Design of the knowledge discovery pipeline: A three step computational pipeline for data integration, modeling, analysis and interpretation was proposed. In step one, an inventory of mammalian mitochondrial proteins is integrated by collecting relevant proteomic datasets, and the proteins are classified using data mining and machine learning methods. A network of functional linkages among mitochondrial proteins is generated in step 2 by integrating 11 genomic features including protein-protein interaction, domain-domain interaction, shared domains, genomic context, genetic interaction, phenotypic semantic similarity, co-expression, GO semantic similarity, protein expression profiles, disease involvement and operon (operon contains a series of genes that are involved in the same biological process) based on the selected Naive bayes model. Step three prioritizes disease candidate genes by utilizing the network of functional linkages and network-based methods such as PageRank with Priors (PRP), Kstep Markov (KSM) or Heat Kernel Diffusion Ranking (HKDR). ROC analysis was selected for evaluating the performances of the various data sources and generated networks.

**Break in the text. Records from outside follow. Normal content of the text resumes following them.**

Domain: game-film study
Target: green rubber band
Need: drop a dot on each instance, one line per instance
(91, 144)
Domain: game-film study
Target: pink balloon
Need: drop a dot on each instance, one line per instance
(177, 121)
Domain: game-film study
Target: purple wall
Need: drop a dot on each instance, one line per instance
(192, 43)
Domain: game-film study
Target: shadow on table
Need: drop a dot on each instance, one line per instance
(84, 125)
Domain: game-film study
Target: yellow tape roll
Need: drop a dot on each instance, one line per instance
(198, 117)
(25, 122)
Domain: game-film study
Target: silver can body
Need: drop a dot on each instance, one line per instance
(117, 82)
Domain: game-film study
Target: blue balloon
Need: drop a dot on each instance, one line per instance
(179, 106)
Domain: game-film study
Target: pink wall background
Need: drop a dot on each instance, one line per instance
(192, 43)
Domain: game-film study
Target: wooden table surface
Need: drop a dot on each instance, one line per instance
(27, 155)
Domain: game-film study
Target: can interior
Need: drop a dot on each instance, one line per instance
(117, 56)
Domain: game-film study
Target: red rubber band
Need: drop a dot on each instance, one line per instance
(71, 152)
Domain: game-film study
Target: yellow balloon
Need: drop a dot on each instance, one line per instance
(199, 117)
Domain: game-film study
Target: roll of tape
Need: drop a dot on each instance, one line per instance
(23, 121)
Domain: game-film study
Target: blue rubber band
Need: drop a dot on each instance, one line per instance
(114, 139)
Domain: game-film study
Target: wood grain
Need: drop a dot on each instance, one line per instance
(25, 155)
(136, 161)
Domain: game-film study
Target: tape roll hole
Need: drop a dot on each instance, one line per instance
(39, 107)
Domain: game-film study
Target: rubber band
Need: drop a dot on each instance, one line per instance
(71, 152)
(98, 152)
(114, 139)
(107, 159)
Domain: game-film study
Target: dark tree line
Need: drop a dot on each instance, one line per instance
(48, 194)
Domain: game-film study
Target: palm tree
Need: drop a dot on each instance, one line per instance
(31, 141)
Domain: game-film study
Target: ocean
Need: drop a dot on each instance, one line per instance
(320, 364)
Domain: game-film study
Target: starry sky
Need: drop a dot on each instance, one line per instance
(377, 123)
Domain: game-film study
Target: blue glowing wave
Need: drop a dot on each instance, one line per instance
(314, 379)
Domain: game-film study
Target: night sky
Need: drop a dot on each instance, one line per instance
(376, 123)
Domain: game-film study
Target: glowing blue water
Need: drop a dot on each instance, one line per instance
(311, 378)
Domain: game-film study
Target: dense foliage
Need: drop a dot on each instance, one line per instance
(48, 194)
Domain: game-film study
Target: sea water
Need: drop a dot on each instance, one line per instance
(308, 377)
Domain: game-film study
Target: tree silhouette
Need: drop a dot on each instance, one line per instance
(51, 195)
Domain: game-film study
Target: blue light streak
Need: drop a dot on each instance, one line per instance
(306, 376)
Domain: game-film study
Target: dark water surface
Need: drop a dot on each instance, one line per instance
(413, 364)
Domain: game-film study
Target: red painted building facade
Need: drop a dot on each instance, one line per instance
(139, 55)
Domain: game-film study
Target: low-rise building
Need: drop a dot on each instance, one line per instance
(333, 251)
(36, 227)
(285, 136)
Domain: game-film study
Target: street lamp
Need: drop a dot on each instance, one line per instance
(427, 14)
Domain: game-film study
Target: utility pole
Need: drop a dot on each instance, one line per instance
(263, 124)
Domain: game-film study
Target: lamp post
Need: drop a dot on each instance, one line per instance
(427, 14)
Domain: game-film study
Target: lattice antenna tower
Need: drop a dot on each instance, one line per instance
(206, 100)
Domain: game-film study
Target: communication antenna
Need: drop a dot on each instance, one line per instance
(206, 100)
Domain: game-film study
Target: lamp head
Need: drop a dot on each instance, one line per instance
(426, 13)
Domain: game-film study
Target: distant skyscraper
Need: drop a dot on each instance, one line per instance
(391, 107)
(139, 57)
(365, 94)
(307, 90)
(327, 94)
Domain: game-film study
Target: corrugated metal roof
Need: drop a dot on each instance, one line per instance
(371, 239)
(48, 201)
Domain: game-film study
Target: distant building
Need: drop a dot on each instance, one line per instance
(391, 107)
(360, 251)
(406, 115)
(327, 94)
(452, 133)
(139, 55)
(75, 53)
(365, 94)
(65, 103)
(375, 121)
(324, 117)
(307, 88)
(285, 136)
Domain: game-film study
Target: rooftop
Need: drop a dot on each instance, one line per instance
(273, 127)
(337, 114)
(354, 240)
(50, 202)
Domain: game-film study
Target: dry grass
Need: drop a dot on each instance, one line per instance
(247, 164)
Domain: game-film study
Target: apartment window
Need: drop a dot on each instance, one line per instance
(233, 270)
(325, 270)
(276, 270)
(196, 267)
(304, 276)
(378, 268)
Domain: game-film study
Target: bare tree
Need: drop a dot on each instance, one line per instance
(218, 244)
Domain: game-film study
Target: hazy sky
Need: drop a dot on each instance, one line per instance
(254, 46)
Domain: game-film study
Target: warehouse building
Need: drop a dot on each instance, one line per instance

The system architecture and main contents of MitProNet can be found under doi:10.1371/journal.pone.0111187. The database is freely accessible.

1.7.5 Example 5

A web-based bioinformatics platform for clinical cancer research and routine applications in medical oncology, termed Personalized Oncology Suite (POS), integrating clinical data, NGS data and whole-slide bioimages from tissue sections was introduced by Dander and co-authors (Dander et al. 2014). Interestingly, POS combines biological data (mutations identified via next-generation sequencing and whole-slide bioimaging) and clinical data (information about the cancer patients, TNM staging, and density values of tumor-infiltrating lymphocytes used for immune score estimation) into one platform. As POS contains confidential and patient related data, the platform is secured by an authorization and authentication system (AAS). POS provides a convenient user interface, allowing for data upload, manipulation and visualization of integrated data. In a next release, POS will be extended by knowledge discovery and mining tools to aid in personalized cancer immunotherapy. The platform is open-source and can be downloaded at http://www.icbi.at/POS.

Method Box

Data warehouse application: The software architecture of POS as well as all detailed information on the functionality and provided features of the platform can be found under http://www.biomedcentral.com/content/pdf/1471-2105-15-306.pdf.

1.8 Is There a Need for Biomedical Scientists to Become Data Engineers?

Although not every biomedical scientist or clinician is a mathematician, statistician or computer scientist, it is definitely necessary to have basics skills in these fields. Modern study programs in medicine or biomedical sciences need to offer obligatory modules or tracks to strengthen these skills so that scientists are able to process, review and interpret data gathered in the scientist’s field of expertise. Data-driven research approaches require all scientists in their field to develop and apply data analysis capabilities in computational biomedicine and statistics with proper sensitivity and quality assurance.

1.9 Conclusion

This chapter has provided a brief insight into concepts, methods, procedures, recommendations and applications in the field of computational biomedicine and was anticipated to appeal to those who undertake basic biomedical research or are interested in life science applications for clinical care. The presented sections were developed consecutively and cover the entire knowledge discovery process typically found in a biomedical setting. It might assist in the selection of computational methods and strategies for data collection, integration and analysis, which are urgently needed to transform mined knowledge into clinical applications.